- O Senado promete votar o Projeto de Lei 2162/23 se a Câmara dos Deputados aprovar o texto, que reduz penas de envolvidos com atos golpistas, incluindo o ex-presidente Jair Bolsonaro e militares.
- A Câmara já discute a matéria e pretende votá-la; há defesa de atualizar a lei que trata de abolição violenta do Estado de Direito.
- Há críticas sobre votar direto no plenário sem passar pelas comissões; senadores ( inclusive o presidente da Comissão de Constituição e Justiça) dizem que há atropelo ao processo legislativo.
- O presidente do Senado, Davi Alcolumbre, sugeriu estabelecer um calendário: se o texto for votado hoje, pode seguir para a CCJ amanhã e ser votado na semana seguinte.
- Divergências atacam a tramitação e a presença física das sessões; oposicionistas e membros da CCJ defendem debate presencial e tramitação por comissões antes de votação.
Nesta terça-feira (9), o Senado informou que, se o Projeto de Lei 2162/23 for aprovado pela Câmara, será levado a plenário para votação. A proposta reduz penas de envolvidos em atos golpistas, incluindo o ex-presidente Jair Bolsonaro e militares.
A Câmara já discute o texto. A ideia é atualizar a lei de abolição violenta do Estado de Direito e avançar no tema entre CCJ e Senado, com debates em curso sobre a tramitação. O alvo é dar parecer com rapidez, segundo interlocutores.
Alcolumbre afirmou que, com a aprovação na Câmara, o Senado votará o projeto. Criticou a possibilidade de votar direto no plenário sem passar pelas comissões. A necessidade de calendário foi ressaltada pelo presidente do Senado.
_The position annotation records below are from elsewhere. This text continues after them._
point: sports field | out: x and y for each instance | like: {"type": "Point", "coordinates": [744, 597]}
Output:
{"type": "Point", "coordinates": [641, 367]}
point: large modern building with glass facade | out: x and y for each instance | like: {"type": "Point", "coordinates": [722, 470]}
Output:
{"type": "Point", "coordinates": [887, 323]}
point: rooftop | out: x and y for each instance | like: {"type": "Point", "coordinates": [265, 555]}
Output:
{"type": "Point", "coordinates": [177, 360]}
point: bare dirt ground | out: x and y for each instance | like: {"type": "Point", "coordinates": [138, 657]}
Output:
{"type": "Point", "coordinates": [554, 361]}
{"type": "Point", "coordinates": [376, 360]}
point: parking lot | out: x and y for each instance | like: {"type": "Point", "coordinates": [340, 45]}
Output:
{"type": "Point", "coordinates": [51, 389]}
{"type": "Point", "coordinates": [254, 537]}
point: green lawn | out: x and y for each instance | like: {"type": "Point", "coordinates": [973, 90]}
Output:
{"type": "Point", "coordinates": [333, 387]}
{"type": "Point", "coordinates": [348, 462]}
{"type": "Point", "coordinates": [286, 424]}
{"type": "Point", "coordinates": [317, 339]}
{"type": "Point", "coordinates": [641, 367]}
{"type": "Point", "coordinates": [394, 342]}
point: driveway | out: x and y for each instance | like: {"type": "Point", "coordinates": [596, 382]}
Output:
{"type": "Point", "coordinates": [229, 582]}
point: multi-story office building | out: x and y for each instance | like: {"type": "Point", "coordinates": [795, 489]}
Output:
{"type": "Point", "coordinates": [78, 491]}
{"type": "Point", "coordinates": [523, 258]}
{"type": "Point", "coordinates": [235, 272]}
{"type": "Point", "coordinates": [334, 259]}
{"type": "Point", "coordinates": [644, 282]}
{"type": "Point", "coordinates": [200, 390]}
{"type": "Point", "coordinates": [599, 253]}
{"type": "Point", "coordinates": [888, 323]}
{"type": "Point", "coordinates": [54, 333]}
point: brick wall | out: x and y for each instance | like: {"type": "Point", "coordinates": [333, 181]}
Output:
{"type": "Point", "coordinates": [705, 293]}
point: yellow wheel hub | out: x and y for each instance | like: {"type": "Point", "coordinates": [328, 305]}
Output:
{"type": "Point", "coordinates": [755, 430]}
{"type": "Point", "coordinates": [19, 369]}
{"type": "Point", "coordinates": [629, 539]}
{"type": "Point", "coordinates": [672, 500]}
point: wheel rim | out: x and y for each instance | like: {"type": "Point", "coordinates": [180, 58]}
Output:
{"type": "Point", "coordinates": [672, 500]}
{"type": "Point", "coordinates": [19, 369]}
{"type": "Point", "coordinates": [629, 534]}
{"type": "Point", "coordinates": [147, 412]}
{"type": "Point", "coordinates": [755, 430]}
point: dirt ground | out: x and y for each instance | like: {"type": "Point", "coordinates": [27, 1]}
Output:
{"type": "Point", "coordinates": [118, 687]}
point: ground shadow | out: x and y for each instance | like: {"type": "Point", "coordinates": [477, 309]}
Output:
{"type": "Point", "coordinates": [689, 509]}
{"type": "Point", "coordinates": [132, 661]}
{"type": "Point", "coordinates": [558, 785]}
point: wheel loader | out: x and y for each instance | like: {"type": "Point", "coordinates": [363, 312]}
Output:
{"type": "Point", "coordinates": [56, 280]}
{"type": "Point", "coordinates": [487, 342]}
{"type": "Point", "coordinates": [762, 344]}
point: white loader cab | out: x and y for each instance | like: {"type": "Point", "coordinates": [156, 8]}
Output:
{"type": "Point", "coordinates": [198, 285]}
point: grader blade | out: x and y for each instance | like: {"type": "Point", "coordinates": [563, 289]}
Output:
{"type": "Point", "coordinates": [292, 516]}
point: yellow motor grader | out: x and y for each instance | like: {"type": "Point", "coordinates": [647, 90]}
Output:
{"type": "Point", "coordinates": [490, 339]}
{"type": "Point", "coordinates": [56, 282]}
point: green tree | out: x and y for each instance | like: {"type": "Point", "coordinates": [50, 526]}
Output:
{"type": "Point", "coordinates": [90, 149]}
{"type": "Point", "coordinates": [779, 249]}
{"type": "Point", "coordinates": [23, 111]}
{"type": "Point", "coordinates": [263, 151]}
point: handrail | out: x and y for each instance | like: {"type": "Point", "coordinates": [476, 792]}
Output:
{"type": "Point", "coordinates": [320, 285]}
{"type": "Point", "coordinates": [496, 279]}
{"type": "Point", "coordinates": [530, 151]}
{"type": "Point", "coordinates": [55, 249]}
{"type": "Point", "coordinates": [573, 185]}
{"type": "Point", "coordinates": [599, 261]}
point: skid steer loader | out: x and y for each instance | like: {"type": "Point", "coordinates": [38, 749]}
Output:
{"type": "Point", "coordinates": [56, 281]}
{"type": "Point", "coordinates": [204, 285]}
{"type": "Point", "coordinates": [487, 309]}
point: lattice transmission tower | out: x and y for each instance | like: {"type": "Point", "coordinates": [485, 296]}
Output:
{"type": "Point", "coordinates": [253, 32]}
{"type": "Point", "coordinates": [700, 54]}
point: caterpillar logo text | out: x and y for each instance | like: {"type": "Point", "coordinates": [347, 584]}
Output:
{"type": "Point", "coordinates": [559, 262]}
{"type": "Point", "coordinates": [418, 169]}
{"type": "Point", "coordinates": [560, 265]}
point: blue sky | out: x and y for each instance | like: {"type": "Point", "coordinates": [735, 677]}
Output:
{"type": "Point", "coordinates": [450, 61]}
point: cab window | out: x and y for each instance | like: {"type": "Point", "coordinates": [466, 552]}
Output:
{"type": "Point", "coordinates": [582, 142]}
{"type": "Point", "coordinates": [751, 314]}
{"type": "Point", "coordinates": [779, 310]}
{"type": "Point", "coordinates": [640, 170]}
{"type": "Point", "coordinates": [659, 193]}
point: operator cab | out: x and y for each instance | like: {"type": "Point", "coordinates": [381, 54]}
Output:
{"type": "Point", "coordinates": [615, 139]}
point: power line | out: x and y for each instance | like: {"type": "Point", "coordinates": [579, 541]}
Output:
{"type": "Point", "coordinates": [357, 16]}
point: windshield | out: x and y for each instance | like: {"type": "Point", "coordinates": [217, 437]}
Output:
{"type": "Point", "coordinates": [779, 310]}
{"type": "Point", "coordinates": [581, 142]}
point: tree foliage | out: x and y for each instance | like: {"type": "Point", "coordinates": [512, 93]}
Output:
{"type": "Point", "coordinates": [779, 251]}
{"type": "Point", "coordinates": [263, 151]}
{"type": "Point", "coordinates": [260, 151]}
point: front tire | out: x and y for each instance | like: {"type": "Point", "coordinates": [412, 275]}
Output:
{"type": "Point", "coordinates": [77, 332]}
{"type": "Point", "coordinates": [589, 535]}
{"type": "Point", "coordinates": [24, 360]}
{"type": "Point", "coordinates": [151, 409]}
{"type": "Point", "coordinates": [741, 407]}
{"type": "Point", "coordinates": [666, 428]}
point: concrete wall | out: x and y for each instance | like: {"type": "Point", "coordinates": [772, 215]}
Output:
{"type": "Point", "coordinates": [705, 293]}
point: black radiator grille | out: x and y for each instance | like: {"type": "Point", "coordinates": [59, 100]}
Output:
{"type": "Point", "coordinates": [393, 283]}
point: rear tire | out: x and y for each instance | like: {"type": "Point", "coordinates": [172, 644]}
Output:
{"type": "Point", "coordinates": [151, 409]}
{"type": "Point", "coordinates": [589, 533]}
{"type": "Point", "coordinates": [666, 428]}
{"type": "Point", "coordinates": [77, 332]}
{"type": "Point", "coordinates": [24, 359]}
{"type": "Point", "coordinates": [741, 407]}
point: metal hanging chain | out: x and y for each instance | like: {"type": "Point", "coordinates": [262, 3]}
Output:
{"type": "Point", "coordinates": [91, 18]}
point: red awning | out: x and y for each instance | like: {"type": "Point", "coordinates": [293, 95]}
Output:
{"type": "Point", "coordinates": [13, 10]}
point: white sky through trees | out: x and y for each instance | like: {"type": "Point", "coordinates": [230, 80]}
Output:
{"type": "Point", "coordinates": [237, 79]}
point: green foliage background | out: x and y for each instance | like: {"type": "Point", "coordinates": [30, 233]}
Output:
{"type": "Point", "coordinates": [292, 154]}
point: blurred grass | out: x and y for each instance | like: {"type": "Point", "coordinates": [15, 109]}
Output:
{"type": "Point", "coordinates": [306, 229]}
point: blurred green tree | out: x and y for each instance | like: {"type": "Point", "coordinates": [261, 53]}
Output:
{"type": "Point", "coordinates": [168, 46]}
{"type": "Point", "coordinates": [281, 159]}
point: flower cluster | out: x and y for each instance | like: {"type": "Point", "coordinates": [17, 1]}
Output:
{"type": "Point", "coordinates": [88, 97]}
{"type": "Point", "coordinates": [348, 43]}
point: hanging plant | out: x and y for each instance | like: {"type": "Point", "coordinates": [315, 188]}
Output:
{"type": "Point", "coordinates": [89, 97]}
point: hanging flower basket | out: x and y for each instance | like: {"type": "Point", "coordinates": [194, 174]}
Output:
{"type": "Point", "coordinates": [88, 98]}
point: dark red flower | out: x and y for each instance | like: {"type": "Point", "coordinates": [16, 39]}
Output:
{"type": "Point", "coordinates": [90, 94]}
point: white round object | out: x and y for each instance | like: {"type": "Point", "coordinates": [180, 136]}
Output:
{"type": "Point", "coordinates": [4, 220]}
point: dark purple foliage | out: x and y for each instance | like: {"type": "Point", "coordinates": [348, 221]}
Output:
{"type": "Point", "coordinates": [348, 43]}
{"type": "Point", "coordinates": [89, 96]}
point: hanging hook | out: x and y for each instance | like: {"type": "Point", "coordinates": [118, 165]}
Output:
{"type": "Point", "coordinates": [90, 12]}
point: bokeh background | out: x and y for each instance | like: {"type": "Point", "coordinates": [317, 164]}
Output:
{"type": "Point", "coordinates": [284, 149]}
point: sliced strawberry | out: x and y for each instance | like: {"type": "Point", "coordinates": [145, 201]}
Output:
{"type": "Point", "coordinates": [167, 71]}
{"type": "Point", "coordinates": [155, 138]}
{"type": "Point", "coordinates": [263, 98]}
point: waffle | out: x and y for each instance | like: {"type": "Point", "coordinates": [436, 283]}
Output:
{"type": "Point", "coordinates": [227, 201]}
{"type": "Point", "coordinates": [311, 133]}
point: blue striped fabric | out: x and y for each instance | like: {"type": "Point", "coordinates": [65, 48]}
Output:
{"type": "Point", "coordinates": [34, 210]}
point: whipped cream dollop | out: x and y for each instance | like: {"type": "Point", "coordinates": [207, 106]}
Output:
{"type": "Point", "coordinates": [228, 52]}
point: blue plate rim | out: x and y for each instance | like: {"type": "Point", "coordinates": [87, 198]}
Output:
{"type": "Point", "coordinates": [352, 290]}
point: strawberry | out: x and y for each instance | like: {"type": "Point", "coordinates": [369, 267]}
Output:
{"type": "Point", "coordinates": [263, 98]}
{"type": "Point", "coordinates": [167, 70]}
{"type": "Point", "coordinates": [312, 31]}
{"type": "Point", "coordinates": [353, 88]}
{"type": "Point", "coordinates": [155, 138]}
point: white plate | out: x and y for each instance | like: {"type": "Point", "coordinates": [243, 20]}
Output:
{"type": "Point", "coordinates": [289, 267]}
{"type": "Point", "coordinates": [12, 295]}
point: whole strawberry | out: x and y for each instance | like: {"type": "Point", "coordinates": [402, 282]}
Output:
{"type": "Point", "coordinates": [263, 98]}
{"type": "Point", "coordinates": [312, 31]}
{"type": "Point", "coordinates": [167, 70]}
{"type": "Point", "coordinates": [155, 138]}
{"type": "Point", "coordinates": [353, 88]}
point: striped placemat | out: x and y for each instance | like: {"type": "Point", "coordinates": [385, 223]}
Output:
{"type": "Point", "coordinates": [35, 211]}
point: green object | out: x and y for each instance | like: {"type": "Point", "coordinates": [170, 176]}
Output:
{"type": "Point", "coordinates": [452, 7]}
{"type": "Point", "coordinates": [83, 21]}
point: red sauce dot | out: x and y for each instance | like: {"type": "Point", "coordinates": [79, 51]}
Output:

Segundo o roteiro discutido, pode haver encaminhamento à CCJ ainda hoje ou amanhã, com relator designado. A votação ocorreria na semana seguinte, conforme a programação sugerida. Divergências sobre tramitação e presencialidade foram mencionadas.
Senadores questionaram a falta de passagem pelas comissões. Otto Alencar lamentou que o tema chegue ao plenário sem debate na CCJ, destacando a importância de tramitar no colegiado. Omar Aziz também rejeitou a votação direta.
Lideranças divergiram entre apoio à urgência e preservação de debate técnico. Rogério Marinho defendeu o calendário e a designação de relator para votar na semana seguinte. A CCJ sinalizou preferência por sessão presencial na pauta.